山崎元一『古代インドの文明と社会』中公文庫 pp.170-171

 ナンダ朝は二世代三十年ほどの短命な王朝であったが、この王朝が果たした旧秩序の破壊者としての役割は重要である。中国史との比較でいえば、ナンダ朝は秦、それに続くマウリヤ朝は漢に相当する。秦は旧秩序を破壊して中央集権支配のために改革を性急に断行し、自身は短命であったが漢帝国の繁栄への道を開いた。これと同じくナンダ朝は、次のマウリヤ朝による帝国建設のための露払いの役目を果たしたのである。
 前320年ころマガダ国の辺境で兵を挙げたチャンドラグプタは、都のパータリプトラに攻め込んでナンダ朝を倒し、マウリヤ朝を創始した。かれはその後ただちに西方に進軍して、アレクサンドロスの死後の混乱状態にあったインダス川流域を併合し、さらにデカン方面へも征服軍を送った。
 ギリシア側の文献によると、チャンドラグプタの軍隊はナンダ朝の軍隊の約三倍、歩兵だけでも六〇万、騎兵は三万、象は九〇〇〇、戦車は数千であったという。ここにインド史上はじめて、ガンジス・インダス両大河の流域とデカンの一部を合わせた「帝国」が成立した。
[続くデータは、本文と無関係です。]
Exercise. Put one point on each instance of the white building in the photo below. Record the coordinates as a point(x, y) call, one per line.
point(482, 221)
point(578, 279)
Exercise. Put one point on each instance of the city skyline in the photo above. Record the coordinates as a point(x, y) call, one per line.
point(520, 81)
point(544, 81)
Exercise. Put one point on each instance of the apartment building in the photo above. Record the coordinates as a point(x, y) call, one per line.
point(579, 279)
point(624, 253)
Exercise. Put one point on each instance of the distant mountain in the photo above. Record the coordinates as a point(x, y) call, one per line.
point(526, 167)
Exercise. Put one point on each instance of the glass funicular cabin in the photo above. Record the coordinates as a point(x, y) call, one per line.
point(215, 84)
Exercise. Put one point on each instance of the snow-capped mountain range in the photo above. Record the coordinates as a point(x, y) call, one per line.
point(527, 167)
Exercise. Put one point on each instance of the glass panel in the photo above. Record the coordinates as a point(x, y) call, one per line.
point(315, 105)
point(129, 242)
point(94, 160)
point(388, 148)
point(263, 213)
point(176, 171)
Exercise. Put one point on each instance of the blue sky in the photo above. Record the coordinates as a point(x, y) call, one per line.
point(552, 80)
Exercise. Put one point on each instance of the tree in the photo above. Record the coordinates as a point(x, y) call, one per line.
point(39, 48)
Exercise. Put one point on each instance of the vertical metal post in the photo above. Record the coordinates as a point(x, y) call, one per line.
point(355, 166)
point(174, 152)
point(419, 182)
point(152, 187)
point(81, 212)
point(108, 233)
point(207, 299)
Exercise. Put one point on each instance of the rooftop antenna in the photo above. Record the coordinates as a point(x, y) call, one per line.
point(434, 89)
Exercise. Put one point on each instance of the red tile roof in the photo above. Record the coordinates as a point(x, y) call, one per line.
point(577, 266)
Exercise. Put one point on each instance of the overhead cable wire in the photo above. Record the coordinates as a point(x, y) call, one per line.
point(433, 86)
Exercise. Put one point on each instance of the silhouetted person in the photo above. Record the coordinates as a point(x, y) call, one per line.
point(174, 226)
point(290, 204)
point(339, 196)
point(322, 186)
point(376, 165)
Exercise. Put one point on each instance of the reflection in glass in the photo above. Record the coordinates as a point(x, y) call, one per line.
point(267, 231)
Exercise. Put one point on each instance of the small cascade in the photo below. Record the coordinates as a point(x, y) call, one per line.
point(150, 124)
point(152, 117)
 チャンドラグプタはさらに、前305年ころアレクサンドロスの東方領の奪回を目指して侵入してきたセレウコス・ニカトールの軍を迎え撃ち、その進軍を阻んだ。そして、講和条約を結んで、五〇〇頭の象と交換に現在のアフガニスタン東部の地を獲得した。四年後にこの象の大部隊は、西アジアの覇権をかけたイプソスの戦いにおいて、セレウコスの勝利に貢献することになる。